EU accuses Apple of breaking competition law over Apple Pay
Another legal battle between Apple and the EUBy Daniel Sims 12 comments
In a nutshell: Apple's antitrust issues continue with EU regulators determining that Cupertino's near-field communication policies fail to pass anticompetition muster. The European Commission believes that the tech giant should share its NFC APIs with competing wallet apps. Of course, Apple thinks that would be a significant security issue.
On Monday, the European Commission (EC) issued a statement of objections against Apple restricting NFC payment capabilities exclusively to its Apple Pay service. According to the commission, it is an abuse of the company's dominant position and is against European Union (EU) competition laws.
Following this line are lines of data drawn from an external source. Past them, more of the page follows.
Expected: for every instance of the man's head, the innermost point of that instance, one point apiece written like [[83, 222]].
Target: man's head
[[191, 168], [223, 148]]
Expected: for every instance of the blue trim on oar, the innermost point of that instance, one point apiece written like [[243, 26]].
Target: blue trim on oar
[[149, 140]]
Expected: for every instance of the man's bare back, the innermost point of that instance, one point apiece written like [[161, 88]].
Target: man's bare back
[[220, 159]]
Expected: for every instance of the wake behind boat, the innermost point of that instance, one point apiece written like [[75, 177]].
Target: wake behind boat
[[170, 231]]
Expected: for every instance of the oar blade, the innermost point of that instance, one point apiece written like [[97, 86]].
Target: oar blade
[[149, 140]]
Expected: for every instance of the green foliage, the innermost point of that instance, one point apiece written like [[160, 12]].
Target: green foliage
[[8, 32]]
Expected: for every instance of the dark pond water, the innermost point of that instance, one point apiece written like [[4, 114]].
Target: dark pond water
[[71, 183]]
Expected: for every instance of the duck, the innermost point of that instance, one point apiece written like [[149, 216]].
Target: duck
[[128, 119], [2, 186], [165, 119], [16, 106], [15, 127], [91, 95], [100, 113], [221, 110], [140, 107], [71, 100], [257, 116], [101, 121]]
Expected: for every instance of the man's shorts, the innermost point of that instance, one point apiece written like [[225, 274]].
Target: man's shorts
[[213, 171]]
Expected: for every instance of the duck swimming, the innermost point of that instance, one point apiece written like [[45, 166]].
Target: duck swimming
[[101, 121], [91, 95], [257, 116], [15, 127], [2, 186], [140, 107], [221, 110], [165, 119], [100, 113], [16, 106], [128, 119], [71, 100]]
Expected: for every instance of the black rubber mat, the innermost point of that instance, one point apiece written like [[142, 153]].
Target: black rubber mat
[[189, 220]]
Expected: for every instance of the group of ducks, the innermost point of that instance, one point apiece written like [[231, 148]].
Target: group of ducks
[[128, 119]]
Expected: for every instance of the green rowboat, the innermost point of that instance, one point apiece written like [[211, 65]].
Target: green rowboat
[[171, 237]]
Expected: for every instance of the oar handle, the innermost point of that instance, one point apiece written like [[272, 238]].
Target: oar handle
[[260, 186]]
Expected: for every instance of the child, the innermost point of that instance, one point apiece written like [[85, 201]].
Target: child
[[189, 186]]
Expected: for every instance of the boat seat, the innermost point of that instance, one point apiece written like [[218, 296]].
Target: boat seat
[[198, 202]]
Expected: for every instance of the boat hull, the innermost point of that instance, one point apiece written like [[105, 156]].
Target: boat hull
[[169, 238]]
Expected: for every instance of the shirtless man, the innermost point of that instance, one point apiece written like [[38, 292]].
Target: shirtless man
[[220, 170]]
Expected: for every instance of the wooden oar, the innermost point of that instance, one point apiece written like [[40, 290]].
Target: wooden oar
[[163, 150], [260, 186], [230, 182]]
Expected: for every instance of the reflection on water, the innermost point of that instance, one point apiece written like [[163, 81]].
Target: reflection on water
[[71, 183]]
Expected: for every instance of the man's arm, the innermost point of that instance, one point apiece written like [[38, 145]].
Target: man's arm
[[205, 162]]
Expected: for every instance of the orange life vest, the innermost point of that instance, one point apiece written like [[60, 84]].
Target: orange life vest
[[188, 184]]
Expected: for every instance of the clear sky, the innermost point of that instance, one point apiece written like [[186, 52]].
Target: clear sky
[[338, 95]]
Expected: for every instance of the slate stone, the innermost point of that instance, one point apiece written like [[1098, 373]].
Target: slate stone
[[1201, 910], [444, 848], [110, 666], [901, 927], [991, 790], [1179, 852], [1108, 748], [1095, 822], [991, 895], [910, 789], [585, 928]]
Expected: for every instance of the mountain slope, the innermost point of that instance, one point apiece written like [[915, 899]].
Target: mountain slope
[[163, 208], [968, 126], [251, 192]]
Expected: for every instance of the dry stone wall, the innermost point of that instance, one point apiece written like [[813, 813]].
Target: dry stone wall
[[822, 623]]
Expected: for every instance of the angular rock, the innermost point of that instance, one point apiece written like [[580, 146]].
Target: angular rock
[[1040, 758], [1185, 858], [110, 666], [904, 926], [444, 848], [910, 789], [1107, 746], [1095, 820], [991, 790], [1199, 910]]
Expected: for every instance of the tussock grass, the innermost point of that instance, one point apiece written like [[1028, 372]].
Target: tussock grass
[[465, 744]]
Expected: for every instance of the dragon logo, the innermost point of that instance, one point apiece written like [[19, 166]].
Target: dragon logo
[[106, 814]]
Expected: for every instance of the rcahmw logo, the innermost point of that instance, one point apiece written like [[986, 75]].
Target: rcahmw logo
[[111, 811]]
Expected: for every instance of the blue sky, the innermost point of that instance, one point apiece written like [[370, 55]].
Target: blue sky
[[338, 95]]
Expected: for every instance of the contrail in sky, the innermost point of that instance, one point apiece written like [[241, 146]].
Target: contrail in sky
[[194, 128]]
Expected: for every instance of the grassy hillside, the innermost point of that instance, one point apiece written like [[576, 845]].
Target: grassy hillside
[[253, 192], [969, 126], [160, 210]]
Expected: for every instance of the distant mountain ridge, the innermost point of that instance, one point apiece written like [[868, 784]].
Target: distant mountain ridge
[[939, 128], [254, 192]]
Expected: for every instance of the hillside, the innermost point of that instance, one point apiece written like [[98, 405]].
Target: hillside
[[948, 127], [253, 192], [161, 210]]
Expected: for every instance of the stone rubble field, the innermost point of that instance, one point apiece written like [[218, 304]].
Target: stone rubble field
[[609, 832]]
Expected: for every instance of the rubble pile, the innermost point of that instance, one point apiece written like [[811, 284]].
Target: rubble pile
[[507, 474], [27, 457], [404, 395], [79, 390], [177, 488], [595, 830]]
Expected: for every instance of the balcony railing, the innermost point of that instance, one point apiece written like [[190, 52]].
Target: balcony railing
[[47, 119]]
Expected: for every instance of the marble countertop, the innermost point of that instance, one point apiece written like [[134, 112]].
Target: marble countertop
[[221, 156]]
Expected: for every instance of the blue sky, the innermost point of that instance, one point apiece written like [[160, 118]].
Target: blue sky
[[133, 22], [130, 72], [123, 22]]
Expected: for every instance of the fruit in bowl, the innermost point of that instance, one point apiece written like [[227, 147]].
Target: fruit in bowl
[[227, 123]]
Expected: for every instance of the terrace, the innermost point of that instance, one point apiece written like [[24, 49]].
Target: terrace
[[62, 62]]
The determination comes on the heels of a probe initiated last week looking into the matter.
In a preliminary conclusion, commission executive vice president Margrethe Vestager said some payment services canceled plans for NFC payment functionality because they wouldn't be able to reach iPhone users. The commission believes other payment services should have access to the same functionality as Apple Pay.
Apple Pay is easily the biggest NFC-based mobile wallet on the market. The EC could determine that Apple reached that top position by blocking other apps on iPhone from accessing the technology Apple Pay uses, which would be an illegal abuse of a dominant position. In that case, Apple could face tens of billions of dollars in fines.
The Guardian notes that Apple issued a statement explaining Apple Pay's emphasis is on ease and security for customers. The company contends that allowing third parties to use NFC payments would make iPhones less safe. Apple also claimed it had not blocked other payment services from using NFC but did not offer specifics.
"We designed Apple Pay to provide an easy and secure way for users to digitally present their existing payment cards and for banks and other financial institutions to offer contactless payments for their customers," said the spokesperson. "Apple Pay is only one of many options available to European consumers for making payments and has ensured equal access to NFC while setting industry-leading standards for privacy and security."
Apple has had an ongoing struggle with European regulators. Recently the Authority for Consumers and Markets forced Apple to let Dutch dating apps handle payments outside of Apple's payment processor. The EU is also currently deciding on a law that may force Apple to allow sideloading on its devices.